Esta notable trayectoria colocaba a SIAM como un paradigma de la empresa nacional y de su potencial de desarrollo. Pero, a partir de la década del sesenta, la firma ingresó en una lánguida crisis que desembocó en un prolongado y caótico final. Ese fracaso de una experiencia productiva de tal dimensión, carácter tecnológico y dinámica de expansión ofrece condicionantes clave del proceso de desarrollo nacional.
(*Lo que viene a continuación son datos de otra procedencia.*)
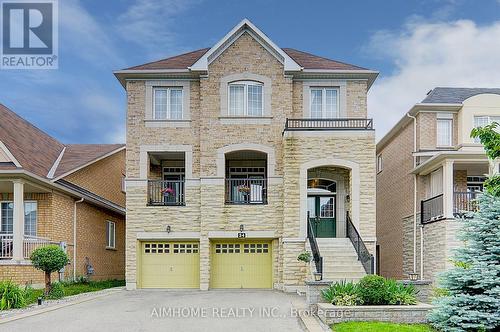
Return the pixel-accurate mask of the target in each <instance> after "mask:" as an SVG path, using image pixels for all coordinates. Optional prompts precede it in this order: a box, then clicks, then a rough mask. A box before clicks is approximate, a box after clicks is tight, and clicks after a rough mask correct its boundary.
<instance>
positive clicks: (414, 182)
mask: <svg viewBox="0 0 500 332" xmlns="http://www.w3.org/2000/svg"><path fill="white" fill-rule="evenodd" d="M406 116H407V117H409V118H411V119H413V152H417V118H416V117H414V116H413V115H410V113H406ZM415 167H417V157H416V156H413V168H415ZM420 249H422V248H420ZM420 251H422V250H420ZM420 262H422V259H420ZM413 273H417V174H413Z"/></svg>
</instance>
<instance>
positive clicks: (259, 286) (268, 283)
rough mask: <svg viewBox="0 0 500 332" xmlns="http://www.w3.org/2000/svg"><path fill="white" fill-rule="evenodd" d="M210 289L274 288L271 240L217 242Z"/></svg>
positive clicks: (210, 281) (228, 241)
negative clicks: (273, 287)
mask: <svg viewBox="0 0 500 332" xmlns="http://www.w3.org/2000/svg"><path fill="white" fill-rule="evenodd" d="M211 264H212V266H211V278H210V287H211V288H272V245H271V242H270V241H245V242H238V241H232V242H231V241H214V242H213V243H212V247H211Z"/></svg>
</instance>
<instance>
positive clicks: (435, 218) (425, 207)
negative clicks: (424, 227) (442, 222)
mask: <svg viewBox="0 0 500 332" xmlns="http://www.w3.org/2000/svg"><path fill="white" fill-rule="evenodd" d="M443 217H444V209H443V194H439V195H436V196H433V197H430V198H428V199H424V200H422V201H420V223H422V224H425V223H429V222H433V221H437V220H440V219H443Z"/></svg>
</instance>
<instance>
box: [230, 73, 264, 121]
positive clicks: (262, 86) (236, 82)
mask: <svg viewBox="0 0 500 332" xmlns="http://www.w3.org/2000/svg"><path fill="white" fill-rule="evenodd" d="M263 86H264V84H263V83H261V82H257V81H236V82H231V83H229V87H228V89H229V91H228V109H229V115H231V116H262V115H263V105H264V102H263V100H264V97H263Z"/></svg>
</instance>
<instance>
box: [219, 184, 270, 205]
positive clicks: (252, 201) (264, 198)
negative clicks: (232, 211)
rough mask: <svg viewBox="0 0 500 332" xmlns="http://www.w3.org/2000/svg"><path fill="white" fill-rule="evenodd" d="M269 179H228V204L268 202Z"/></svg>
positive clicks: (226, 188)
mask: <svg viewBox="0 0 500 332" xmlns="http://www.w3.org/2000/svg"><path fill="white" fill-rule="evenodd" d="M266 203H267V179H226V204H266Z"/></svg>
La paradoja de ese auge y su ocaso no puede ignorarse dada su magnitud y consecuencias; se trata, en buena medida, de la frustración del proceso de desarrollo nacional en el que las demandas de crecimiento empresario y manejo tecnológico quedaron desplazadas por preocupaciones de otro carácter (a veces coyunturales, pero también de orden sociológico y económico) tanto en la empresa como en el Estado.
El casi inevitable cierre definitivo de SIAM ofrece un ejemplo claro y fuerte de cómo la tendencia incipiente a adoptar a la empresa como agente y vector del desarrollo industrial argentino se frustró debido tanto a la incapacidad operativa de las elites empresarias como a la falta de visión y de estabilidad de los funcionarios oficiales.
Marcelo Rougier y Jorge Schvarzer ofrecen en este libro un valioso y pormenorizado análisis de las vicisitudes que atravesó una de las empresas emblemáticas del país, representante de un modelo de desarrollo que hoy, frente a la experiencia de atraso relativo de las últimas tres décadas, conviene revalorar.